And who do they think will pay for these tax credits? It is almost as if lawmakers think this is free money that is going to materialize out of the air. No, they aren’t quite oblivious to the fact that these tax credits forced them to rework the financial plan because it will mean that there won’t be enough money to balance the budget. But it seems that they don’t recognize that what money they will need to fund the spending plan for the next year will come from all other taxpayers who can’t take advantage of the gimmick tax credits.
Because lawmakers were not willing to cut spending they skipped the taxpayer. Instead of providing relief to taxpayers in Hawaii, who are ranked as some of the most overburdened in the nation, lawmakers chose to keep the heat under taxpayers by refusing to cut taxes or provide relief for taxpayers across the board.
This is the point that lawmakers miss. By approving targeted tax credits that favor only a handful of taxpayers, all other taxpayers have to pick up the slack which in this case means that there is no prospect for reducing the overall tax burden in Hawaii.

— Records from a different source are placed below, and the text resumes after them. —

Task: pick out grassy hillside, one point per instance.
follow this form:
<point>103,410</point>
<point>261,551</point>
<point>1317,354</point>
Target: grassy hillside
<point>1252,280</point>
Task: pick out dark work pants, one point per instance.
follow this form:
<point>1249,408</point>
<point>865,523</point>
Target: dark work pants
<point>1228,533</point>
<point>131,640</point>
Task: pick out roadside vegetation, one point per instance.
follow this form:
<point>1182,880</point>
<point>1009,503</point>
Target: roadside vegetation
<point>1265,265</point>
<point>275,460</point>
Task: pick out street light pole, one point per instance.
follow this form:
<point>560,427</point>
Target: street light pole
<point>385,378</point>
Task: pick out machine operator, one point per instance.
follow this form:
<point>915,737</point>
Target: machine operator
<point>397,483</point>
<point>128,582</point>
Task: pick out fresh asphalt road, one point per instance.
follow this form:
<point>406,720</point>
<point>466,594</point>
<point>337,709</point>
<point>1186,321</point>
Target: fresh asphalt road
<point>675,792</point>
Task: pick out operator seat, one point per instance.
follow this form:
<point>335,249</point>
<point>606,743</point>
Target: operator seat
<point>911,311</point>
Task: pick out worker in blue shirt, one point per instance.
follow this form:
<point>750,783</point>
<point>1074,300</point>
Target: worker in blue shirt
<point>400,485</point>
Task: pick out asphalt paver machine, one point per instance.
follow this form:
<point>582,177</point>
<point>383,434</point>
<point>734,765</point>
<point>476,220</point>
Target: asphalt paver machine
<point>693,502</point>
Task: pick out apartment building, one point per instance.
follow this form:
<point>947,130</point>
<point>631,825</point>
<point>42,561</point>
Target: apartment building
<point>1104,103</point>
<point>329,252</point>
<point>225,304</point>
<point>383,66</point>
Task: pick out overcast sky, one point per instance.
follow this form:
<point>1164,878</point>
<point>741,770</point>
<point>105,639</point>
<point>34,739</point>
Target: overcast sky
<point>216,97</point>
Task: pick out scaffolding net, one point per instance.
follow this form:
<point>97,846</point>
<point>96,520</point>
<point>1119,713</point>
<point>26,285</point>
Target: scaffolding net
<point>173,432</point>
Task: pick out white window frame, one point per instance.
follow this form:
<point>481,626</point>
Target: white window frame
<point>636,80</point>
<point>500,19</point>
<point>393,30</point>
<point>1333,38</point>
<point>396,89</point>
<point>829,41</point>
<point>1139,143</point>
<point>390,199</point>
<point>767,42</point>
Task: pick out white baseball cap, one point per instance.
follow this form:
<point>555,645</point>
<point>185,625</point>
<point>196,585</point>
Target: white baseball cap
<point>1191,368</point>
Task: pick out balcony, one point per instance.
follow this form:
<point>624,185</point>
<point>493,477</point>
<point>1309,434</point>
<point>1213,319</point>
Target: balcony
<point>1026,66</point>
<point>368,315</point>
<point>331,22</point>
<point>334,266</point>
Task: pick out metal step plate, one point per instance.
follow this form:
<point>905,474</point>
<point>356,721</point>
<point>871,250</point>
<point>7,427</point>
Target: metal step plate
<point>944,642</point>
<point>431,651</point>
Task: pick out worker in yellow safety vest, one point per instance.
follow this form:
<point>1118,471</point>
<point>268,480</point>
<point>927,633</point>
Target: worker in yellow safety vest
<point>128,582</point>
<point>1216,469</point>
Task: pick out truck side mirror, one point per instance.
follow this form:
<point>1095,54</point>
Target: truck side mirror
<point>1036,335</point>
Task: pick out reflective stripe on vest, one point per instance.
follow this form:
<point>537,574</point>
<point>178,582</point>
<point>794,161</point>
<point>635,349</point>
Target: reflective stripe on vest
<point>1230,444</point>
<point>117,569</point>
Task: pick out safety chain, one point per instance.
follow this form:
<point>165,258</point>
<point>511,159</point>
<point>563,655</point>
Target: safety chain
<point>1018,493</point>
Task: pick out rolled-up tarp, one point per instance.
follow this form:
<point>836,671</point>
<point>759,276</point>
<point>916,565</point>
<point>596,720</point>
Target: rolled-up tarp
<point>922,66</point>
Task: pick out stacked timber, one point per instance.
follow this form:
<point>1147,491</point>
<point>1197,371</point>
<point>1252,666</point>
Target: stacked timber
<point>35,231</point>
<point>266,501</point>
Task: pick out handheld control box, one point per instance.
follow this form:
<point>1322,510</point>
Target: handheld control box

So unless you are in the construction business or building a new hotel or you are in the high tech business, forget about getting relief from the tax burden in Hawaii. And what about potential investors in Hawaii? Once they see that lawmakers are willing to provide tax breaks to entice new industries or new activities, they will hold out in a “me too” strategy. If Hawaii can give away tax credits for high technology and film making, why can’t it give tax credits to attract some other industry du jour?
It is time for lawmakers and the business community alike to return the tax system to one of fairness and simplicity. Treating everyone the same across the board can potentially allow lawmakers to make across-the- board reductions in the state tax burden. A lower tax burden can have just as much, if not more, of an impact on stimulating activity and creating jobs in the state.
A lower tax burden promises potential investors that they might just be able to make a decent return on investment and that putting those investment dollars in Hawaii makes good sense. For those businesses already invested in Hawaii, a lower tax burden means more money with which to expand their current operation, increasing productivity and hiring more people.
Finally, lawmakers need to understand that more regulation means more costs. Having to comply with inane and sometimes redundant regulations merely adds to the cost of living and doing business in Hawaii. That cost has to be recovered from someone and usually it is from the customer who in most cases is the constituent of the elected official. So reducing the cost of regulation is also key to creating a better business climate.
If lawmakers want to stimulate the economy and make this community a better place to live, they might take some time to study what makes the economy healthy rather than resorting to gimmicks like tax credits.